Rachael Loomes’s songs are a reminder that music is born from silence, they embody life and death, winter and spring, opposites as complementaries and part of the same cycle. “I think I will always need contrast, in my music and in my life.” Rachael tells Sabat, “If I only had the light I know I would never get any work done, but at the same time, if I only had darkness I wouldn’t ever find the strength to do anything in the first place.”
The name of her latest album, Autumn/Winter 17, which was released earlier this year, shows Rachael’s fascination with the idea of opposites coming together… and something else: a sensitivity and an awareness of her surroundings that are very audible in her art. “Initially I named them that way as that was when they were made, but the truth is that seasons have a great influence on the music I’m making. I tend to make moodier music during the winter, but that’s because I am moodier myself.

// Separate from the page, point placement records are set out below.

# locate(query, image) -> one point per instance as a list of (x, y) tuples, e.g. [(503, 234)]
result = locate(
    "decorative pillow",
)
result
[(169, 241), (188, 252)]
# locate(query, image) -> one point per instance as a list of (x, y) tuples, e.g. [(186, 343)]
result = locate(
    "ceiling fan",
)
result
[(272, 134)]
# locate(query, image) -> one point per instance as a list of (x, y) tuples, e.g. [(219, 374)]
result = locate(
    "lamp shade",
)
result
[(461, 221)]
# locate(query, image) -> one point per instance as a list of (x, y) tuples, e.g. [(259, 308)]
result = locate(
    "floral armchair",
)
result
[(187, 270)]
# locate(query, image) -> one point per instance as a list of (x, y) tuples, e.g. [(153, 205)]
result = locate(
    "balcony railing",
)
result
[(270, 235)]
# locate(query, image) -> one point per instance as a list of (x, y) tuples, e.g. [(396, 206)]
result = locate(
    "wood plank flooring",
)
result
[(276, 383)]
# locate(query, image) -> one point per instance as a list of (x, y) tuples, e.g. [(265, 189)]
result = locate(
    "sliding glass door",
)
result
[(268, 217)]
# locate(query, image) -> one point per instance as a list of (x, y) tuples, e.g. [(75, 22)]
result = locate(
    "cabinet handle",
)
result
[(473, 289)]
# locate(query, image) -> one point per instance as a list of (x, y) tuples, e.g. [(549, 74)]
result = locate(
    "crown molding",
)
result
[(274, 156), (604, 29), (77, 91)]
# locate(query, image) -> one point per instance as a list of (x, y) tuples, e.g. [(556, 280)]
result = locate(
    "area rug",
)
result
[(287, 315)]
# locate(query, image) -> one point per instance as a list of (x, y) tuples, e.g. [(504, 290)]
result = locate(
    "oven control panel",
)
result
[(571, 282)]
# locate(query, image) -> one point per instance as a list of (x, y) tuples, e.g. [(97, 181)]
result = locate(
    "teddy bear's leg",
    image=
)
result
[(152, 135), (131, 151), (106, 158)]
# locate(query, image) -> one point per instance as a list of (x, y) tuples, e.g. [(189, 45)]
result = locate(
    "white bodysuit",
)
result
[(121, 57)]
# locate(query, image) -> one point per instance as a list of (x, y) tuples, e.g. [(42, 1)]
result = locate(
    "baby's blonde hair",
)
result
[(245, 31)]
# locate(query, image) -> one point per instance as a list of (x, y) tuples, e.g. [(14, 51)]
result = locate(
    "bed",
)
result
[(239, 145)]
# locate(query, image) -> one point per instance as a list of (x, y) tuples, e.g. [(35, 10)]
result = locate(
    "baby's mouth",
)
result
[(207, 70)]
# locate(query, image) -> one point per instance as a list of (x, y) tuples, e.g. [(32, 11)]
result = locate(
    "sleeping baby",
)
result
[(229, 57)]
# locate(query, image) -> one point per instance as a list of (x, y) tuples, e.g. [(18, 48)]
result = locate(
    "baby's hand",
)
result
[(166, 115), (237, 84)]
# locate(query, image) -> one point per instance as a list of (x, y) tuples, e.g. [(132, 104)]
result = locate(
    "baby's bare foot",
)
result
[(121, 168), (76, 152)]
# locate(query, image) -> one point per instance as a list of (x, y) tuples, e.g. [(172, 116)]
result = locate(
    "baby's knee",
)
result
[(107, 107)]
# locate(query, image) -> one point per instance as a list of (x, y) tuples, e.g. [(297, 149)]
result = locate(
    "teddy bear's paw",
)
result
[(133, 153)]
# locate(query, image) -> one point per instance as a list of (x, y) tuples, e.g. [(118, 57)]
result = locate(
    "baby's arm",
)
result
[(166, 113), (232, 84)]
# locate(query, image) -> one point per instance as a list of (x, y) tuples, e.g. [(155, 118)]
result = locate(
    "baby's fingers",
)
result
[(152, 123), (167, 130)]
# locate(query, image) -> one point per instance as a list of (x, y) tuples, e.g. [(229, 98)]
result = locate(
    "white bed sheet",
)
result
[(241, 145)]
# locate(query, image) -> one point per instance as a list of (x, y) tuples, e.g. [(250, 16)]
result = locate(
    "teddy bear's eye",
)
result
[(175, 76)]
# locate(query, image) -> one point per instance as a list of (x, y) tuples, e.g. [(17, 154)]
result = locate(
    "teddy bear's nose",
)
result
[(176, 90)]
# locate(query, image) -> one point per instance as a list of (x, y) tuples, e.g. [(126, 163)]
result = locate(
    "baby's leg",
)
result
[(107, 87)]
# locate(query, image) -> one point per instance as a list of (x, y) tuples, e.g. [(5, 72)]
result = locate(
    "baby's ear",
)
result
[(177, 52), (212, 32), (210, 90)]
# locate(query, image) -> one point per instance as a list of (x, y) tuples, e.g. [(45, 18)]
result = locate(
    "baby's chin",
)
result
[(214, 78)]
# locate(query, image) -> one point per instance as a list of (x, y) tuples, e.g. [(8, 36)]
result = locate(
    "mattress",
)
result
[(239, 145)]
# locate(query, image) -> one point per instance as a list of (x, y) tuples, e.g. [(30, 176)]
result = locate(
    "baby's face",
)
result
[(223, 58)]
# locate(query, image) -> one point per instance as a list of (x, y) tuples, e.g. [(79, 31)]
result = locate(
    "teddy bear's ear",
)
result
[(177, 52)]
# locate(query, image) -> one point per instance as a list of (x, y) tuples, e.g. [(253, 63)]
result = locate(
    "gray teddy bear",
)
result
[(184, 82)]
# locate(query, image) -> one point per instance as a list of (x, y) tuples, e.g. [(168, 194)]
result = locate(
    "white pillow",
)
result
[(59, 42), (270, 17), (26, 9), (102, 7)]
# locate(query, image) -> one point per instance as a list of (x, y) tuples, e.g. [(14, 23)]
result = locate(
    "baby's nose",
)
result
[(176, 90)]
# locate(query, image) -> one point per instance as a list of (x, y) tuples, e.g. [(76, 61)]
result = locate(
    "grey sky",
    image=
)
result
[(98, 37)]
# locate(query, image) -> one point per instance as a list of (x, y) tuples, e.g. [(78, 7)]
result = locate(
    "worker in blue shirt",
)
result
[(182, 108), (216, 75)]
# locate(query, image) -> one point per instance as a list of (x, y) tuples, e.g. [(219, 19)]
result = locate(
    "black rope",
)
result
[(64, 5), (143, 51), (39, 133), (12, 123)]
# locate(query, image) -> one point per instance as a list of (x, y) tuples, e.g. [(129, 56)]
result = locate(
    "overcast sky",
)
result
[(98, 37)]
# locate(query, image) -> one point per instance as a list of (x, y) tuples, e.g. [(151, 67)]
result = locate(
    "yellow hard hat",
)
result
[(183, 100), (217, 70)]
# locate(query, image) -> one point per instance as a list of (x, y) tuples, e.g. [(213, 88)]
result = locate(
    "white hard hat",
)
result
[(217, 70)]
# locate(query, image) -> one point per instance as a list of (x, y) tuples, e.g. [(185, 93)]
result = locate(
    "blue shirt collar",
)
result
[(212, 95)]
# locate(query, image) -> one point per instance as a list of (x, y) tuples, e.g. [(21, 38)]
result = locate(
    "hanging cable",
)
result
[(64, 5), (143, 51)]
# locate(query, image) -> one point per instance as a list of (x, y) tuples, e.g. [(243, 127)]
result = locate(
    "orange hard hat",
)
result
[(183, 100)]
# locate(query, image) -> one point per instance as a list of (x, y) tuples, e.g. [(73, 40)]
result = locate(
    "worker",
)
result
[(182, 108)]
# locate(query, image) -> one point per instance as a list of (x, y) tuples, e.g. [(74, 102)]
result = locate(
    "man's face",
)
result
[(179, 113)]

Spring, on the other hand… I tend to associate spring with falling in love and new beginnings.”
“When I’m making music, it’s the only time when I don’t need to put a mask on.” She confesses that throughout her whole life, her choices have been shaped around the fact that she wants to sing and make music. “I would like to help people connect with their own emotions,” Rachael says “especially sadness. It upsets me when people perceive sadness as a weakness, because who would you be if you didn’t have your demons to fight? It definitely has made me stronger.”
However, while Rachael is clear about how present and important music has been since she was a kid, she says writing came to her more like an afterthought. Although she always loved to write poetry, it wasn’t until she learned to play the guitar that her poems began turning into lyrics. “Even then, it was never an immediate or fast process,” she says, “I wouldn’t just experience something and then run home to write a song about it.”
Symbolisms and metaphors are abundant in Rachael’s lyrics, an echo of her own time writing poetry, “Take the Song Of The Moth, for example.” she says, suggesting one of her songs from her album Spring 17. “It’s actually a song about not being able to fall asleep, but many people would get a total different message because it’s so ambiguous and I love that. “Sometimes I use metaphors to avoid coming to terms with things. By giving something that is painful or uncomfortable a different name, I am turning it into something I can hide or run from, and this can be quite bad.”
Using words to change the nature of something that is unpleasant… that sounds a lot like a spell, and I let her know. She laughs. “It does now, does it?” She seems to reconsider. Before she speaks again, I can already tell she is going to give our conversation the same she does to her songs: an open ending. “I have always been in touch with this darker side of myself… and I think there is definitely a lot of magic in the way I work. You know, when I sing, that is the only time I let people in, I leave an open door for them to peek into my inner world… then I close it again.”